Arguments began to proliferate that college wasn’t worth it — at precisely the time that women began to dominate men on college campuses. Though inequalities persist in fields like physics or engineering, in the past several decades women have gone from underrepresented in both bachelors and masters degrees to significantly outpacing men. This is likely a contributing factor to the declining (but still large) wage gap between men and women. They have emerged as academic leaders, however, in a cultural moment where they are more and more likely to be told that their degree is not important, demonstrating the ways in which goal posts move over time for disadvantaged demographic groups.

We are left with a situation in which institutions that were originally created to perpetuate the reign of an inherited, moneyed elite, and to train that elite to be civic leaders, are now facing the burden of incredible expectations. We expect our colleges, at this point, to essentially create a healthy labor market. With the demise of the middle class uneducated lifestyle, thanks to deliberate policy choices to crush unions and globalize labor markets, colleges are now expected to train an ever-growing population of students adequately to ensure them good jobs. Meanwhile, the madcap race to compete in the Resort-Hotel-Plus-Classes vision of higher education has resulted in an increasing reliance on exploited adjunct labor, the demise of the professoriate, the rise of sky-high tuitions and attendant debt loads, and more and more deserved public scrutiny.

In other words, America’s conservative, corporatist turn has led to declining per-capita state funding for universities thanks to austerity politics, the demise of unions as upwards pressure on wages, a shredded social safety net for those who struggle, and spiraling inequality that sees more and more of the economic pie eaten by a tiny elite. College still makes sense for graduates, as they continue to enjoy significant premiums in wages and unemployment over those without college educations. But the race to credentialize puts enormous pressure on high school students to attend the most selective institutions, erodes the value of the bachelor’s degree itself and compels many to pursue graduate degrees in law or business or medicine, and perhaps even perpetuates inequality rather than reducing it. After all, even with all of the expansion, only about 40% of working Americans has a college degree. It is unclear if the economic advantage they enjoy will survive with further expansion, given that skilled labor is subject to basic forces of supply and demand.

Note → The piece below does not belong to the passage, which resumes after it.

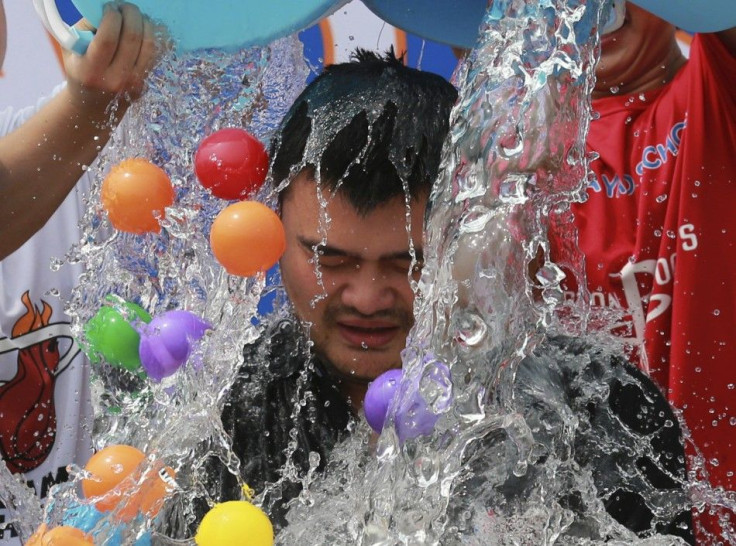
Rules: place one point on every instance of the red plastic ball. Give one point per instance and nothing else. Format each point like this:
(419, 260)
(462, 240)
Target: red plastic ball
(231, 163)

We’re left in a situation where everyone agrees that something has gone badly wrong, but no one is quite sure what alternatives to pursue. Many, such as myself, believe that too many people are being pushed into colleges where they are unlikely to succeed, but there is little in the way of alternative plans for mass prosperity. Arguments to increase the number of students attending trade schools are intuitively satisfying but lack evidentiary support. Arguments for sending more and more students into STEM fields are directly contradicted by available evidence. Arguments for mass online education cannot provide evidence that such systems can actually provide a quality education, particularly for the most at-risk students, and omit the social and networking functions that are an important aspect of college success. Average people can’t afford the rising cost of college thanks to enormous income inequality and stagnant wages, but neither can they afford not to go to school.

Colleges and universities deserve harsh criticism and badly need reform. The rise in administrative and amenity spending is suicidal; the use of exploited labor, unconscionable. Tuition rates must continue to slow, as they recently have. But ultimately, the problem is with our economy writ large. The pressures that colleges are under stem from the demise of broadly-shared prosperity. Without returning a substantial portion of the income growth for the top 10%, 5%, and 1% to the median American, there is likely no alternative to mass debt and economic stagnation. Proposals for free tuition and broad student loan forgiveness are a good start. But ultimately, our problems with higher education can only be solved through redistributive economic reform.